I am just moving to Colorado. Have 40 acres. May get some more. Looking for the best tractor to get so hopefully wont have to get a new one in a couple of years. Looking for brand name, and size recommendations. I grew up in the country and know some. But is was in different terrain. Grew up in the ozark mountains in Arkansas. So Colorado is very different.


----------



## IH 1586 (Oct 16, 2014)

Need more information. What are you doing with your 40 acres?? Should not out grow 100 hp.


----------



## ttazzman (Sep 29, 2019)

Yep...what are going to do with the tractor....and what brand dealers are in the area your moving to?


----------



## rroberts53 (Nov 11, 2019)

It that area there is all the main ones John Deere, Mahindra, Kubota, and New Holland. Plan on land clearing, fence building, make pads for building. In future will have some livestock


----------



## r82230 (Mar 1, 2016)

Maybe a few test drives could be in order, IMHO, start with a 50-60HP on the low end, 100+ HP tractors on the top end. That will give you a lot of tractors to still consider, but eliminate quite a few also. Remember FWD (nice to have), Cab (nice to have) and a loader (must have), add $$$ every step of the way.

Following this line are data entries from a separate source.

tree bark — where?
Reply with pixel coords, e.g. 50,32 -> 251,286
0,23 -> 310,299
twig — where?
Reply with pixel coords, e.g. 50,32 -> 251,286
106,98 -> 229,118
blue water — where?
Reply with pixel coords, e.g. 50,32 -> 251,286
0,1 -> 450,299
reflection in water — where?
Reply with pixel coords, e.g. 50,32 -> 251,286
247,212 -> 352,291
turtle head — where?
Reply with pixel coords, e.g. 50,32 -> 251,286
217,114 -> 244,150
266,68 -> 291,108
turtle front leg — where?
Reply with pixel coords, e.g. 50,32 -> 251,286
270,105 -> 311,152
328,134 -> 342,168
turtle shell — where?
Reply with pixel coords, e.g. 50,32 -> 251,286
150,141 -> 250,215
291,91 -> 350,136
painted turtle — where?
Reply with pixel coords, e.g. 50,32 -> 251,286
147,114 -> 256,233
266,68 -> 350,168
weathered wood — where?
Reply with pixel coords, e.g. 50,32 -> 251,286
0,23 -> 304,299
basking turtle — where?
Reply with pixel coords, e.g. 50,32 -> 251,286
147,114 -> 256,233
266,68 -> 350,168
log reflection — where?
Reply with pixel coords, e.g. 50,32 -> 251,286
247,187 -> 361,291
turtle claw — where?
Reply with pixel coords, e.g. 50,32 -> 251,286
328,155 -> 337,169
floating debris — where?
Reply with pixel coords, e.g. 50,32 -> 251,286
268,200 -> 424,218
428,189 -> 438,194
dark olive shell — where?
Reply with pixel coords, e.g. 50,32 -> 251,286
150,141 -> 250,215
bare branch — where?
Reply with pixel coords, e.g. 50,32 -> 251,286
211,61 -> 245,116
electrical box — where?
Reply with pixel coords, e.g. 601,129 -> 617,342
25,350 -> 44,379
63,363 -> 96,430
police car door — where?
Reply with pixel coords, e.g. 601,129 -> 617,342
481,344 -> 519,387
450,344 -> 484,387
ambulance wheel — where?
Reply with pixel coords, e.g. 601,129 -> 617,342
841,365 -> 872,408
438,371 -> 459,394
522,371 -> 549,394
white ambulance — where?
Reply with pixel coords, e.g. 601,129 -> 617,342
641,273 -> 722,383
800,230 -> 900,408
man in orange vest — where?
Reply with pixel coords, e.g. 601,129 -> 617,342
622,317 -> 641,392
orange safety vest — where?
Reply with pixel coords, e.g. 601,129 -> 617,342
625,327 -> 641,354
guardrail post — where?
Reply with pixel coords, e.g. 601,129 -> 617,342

You could also ask around, to see which color dealer has one of the best (knowledgeable) service & parts manager. This answer could help steer you towards the best color for YOUR situation (hoping you are color blind , which could be good).

I'd suggest stay away from the 'utility' tractors (small frame, lightly built, look cute type, that you see around), even though they might be 40-60HP.

Larry


----------



## chevytaHOE5674 (Mar 14, 2015)

Not sure what kind of land clearing and building pads you need to make but it sounds like a good way to abuse and break a farm tractor in a hurry.

Sounds like a job for an excavator or bulldozer.


----------



## carcajou (Jan 28, 2011)

Sounds like a 4x4 backhoe would be a better choice till your done building up.


----------